Thursday morning saw me make an emotional departure from Farthings. “Now you stay in touch, young man,” Patrick told me as I shook his hand, “and remember, you are always very welcome here.” There were tears in my eyes as I turned my car towards Oxford. Patrick is 84 years old. Will I ever be able to see him again and shake his hand once more? I can’t say. The lasting legacy I have is the book he suggested the title of—The Static Universe—and that we are now collaborating on. Every time I phone him (he stoically refuses to entertain email) he urges me to speed up the process. It seems we are in a race against time.
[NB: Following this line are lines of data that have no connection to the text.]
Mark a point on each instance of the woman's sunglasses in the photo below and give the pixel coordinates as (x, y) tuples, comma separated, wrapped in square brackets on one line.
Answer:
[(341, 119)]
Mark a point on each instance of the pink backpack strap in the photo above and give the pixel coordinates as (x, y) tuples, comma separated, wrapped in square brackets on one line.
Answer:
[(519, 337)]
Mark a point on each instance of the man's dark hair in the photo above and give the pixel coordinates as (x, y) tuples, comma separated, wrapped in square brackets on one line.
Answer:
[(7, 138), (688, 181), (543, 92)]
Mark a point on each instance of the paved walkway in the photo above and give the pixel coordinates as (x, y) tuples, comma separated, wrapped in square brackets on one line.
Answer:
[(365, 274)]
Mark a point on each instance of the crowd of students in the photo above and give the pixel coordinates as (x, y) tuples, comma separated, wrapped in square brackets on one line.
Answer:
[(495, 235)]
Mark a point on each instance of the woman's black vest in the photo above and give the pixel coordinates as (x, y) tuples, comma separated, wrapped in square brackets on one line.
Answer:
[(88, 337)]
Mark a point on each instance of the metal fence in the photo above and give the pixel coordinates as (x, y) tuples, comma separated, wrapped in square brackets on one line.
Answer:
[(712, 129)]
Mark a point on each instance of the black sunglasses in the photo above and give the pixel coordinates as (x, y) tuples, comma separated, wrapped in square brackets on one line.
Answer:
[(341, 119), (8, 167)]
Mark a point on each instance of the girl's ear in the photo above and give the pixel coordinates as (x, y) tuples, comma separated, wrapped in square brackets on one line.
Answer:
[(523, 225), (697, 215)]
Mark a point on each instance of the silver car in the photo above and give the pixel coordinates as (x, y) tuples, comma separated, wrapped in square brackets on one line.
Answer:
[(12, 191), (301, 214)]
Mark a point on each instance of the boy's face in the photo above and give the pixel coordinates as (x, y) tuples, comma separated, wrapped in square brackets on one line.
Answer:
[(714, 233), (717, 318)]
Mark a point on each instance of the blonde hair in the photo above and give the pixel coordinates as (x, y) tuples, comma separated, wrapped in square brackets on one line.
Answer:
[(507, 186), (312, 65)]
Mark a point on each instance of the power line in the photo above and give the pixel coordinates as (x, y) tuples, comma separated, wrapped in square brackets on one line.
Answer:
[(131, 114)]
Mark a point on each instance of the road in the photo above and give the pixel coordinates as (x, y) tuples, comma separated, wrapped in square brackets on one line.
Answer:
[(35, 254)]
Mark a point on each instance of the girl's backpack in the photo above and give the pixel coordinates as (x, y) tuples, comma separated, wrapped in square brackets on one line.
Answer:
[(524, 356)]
My stay in Abingdon with the Stapletons was marvellous, and Geoffrey organised the last remaining item on my itinerary: A visit to Greenwich to see the fabled Harrison clocks with my own eyes. We went by coach from Oxford to the Victoria Street station, and cabbed through Westminster, past the Abbey and Big Ben, to the Victoria Street pier on the Thames. From there, it was despite the cold wind a fascinating 50-minute boat ride through historical London to Greenwich. For me, seeing the Harrison clocks (invented by John Harrison between 1729 and 1770 to enable the calculation of longitude at sea) was the culmination of a long-awaited pilgrimage. They are magnificent beyond words. I’d love to tell you the Harrison story, but that will have to wait for a suitable fireside moment.
My trip was richly rewarding beyond my wildest expectations, and I will carry these fond memories and cultivate the firm friendships I made there until the day I die. Isn’t it strange, therefore, that at the end of it all, I just couldn’t wait to get back to South Africa? When I alighted from the plane at O R Tambo, and jostled my way into third world queues, I was genuinely happy and breathed a long sigh of relief. I was home again, under Southern Skies. You just can’t beat it.